竜神様の嫁取り

朏猫(ミカヅキネコ)

第1話

「おまえもそろそろ嫁をもらったらどうなんだ?」

「せめてそのくらいの甲斐性はないとなぁ」


 うるさい。言われなくてもわかっている。


「出来損ないでも嫁くらいはもらえるだろう?」


 酒の席での言葉だと聞き流していたが、さすがに「出来損ない」という言葉にはカチンときた。言った奴をひと睨みすると、その隣で杯をあおっている奴が笑いながら口を開く。


「見た目ははな垂れ小僧でも、人なら嫁になってくれるさ」

「はな垂れ小僧とは無礼だろう!」


 思わず怒鳴り返してしまった。すると「そういうところが小僧なんだよ」と次々に笑いが起きる。

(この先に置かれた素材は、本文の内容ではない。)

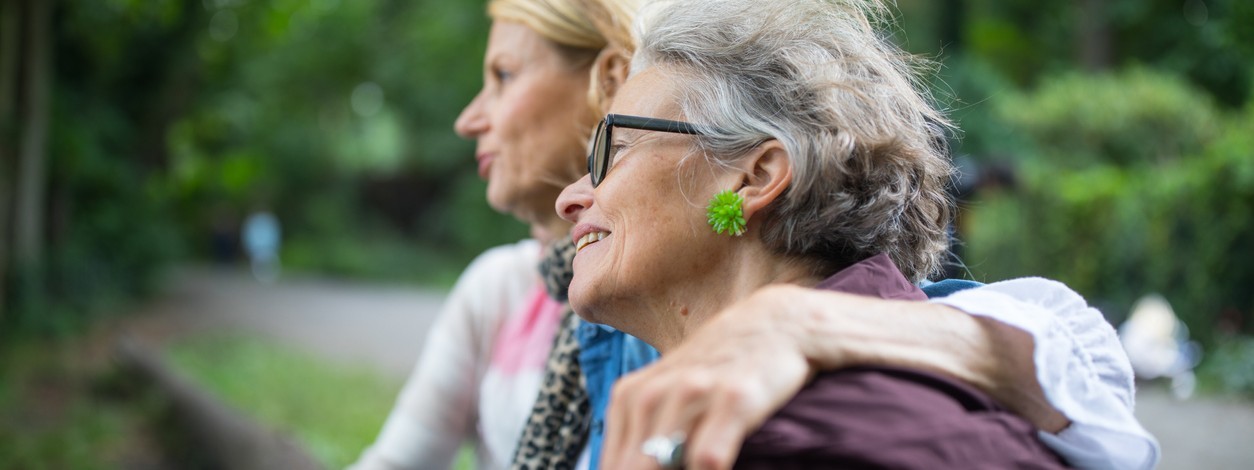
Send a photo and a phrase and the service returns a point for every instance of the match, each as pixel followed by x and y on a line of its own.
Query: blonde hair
pixel 566 23
pixel 579 29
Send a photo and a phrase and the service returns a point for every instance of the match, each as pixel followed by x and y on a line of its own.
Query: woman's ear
pixel 768 173
pixel 608 74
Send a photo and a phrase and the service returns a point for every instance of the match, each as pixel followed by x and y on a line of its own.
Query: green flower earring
pixel 726 213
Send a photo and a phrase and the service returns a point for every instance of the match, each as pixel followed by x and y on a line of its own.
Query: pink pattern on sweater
pixel 527 336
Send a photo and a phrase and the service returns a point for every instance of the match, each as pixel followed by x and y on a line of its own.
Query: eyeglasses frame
pixel 601 139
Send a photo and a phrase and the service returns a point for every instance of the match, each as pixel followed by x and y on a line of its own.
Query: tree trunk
pixel 35 109
pixel 9 35
pixel 1095 35
pixel 952 16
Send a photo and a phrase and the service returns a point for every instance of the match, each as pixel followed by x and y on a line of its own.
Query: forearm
pixel 986 354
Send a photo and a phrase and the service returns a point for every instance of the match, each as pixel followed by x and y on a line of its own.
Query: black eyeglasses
pixel 600 158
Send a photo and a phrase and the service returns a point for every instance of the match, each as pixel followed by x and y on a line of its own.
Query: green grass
pixel 54 412
pixel 334 410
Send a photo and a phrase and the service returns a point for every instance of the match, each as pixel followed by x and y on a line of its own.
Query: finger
pixel 680 407
pixel 632 404
pixel 716 438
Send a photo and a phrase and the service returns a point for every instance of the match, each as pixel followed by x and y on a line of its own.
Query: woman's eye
pixel 502 75
pixel 615 149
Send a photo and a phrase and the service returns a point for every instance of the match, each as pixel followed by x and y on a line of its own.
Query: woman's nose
pixel 473 120
pixel 574 199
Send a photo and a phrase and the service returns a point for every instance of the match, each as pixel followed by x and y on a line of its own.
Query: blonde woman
pixel 549 70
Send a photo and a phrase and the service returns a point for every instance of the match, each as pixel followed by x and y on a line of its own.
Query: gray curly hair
pixel 867 146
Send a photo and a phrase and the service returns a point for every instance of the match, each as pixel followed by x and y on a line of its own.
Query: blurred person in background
pixel 551 69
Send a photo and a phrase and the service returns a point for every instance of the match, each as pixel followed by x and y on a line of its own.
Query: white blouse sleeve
pixel 1080 365
pixel 437 407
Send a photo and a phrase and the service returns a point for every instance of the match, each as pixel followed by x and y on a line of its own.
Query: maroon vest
pixel 887 417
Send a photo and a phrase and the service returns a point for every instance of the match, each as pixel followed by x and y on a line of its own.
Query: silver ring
pixel 667 450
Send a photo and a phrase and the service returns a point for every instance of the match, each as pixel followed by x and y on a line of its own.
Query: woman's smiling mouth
pixel 588 238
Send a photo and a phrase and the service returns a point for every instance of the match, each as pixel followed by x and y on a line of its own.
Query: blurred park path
pixel 383 327
pixel 379 327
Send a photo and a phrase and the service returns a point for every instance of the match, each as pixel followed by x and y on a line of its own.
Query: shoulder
pixel 895 417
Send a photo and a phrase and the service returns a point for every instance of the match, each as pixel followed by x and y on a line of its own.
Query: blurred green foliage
pixel 335 420
pixel 1230 365
pixel 1127 122
pixel 1144 188
pixel 1132 117
pixel 173 120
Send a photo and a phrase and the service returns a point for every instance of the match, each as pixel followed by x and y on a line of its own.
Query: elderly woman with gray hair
pixel 780 144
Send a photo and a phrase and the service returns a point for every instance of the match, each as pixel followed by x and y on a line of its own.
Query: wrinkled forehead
pixel 652 93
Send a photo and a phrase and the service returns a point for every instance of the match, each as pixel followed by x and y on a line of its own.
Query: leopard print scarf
pixel 557 429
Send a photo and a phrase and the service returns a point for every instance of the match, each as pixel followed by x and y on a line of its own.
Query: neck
pixel 551 229
pixel 684 308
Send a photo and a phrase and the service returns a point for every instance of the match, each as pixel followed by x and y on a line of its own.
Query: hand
pixel 716 387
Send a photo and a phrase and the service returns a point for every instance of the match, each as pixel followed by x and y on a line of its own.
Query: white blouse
pixel 479 371
pixel 1080 365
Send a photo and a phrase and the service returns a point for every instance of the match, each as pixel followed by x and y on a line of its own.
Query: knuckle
pixel 710 459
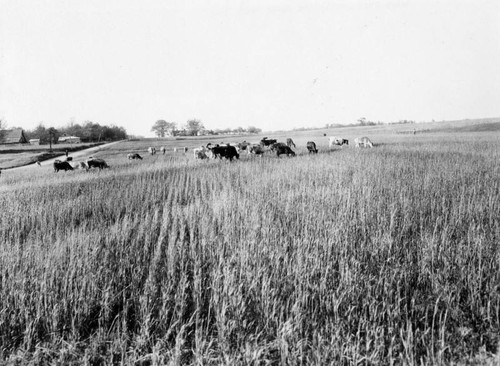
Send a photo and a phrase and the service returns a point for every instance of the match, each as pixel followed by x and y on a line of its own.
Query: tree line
pixel 87 132
pixel 194 127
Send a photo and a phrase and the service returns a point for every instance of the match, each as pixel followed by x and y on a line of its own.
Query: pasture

「人の嫁をもらうのは古臭いという神もいるが、我ら竜神は人と交わってこそ神通力が増すというもの。昔は生贄という形で定期的に嫁をもらうことができたが、いまは我らのほうから積極的に嫁取りにいかねばならん。わかっているのか?」

「……わかっています」


 さすがに最年長者に怒鳴ったりはできないが、ため息をつく姿には腹が立った。


(誰も彼もが一番下だと侮りおって)


 たしかに五十年そこそこしか生きていないのだから、ほかの竜神たちから見れば小僧のようなものだろう。それでもわたしだって成人した立派な竜神だ。だから嫁取りの話も出ているわけで、酒の肴におちょくられるのは腹が立つ。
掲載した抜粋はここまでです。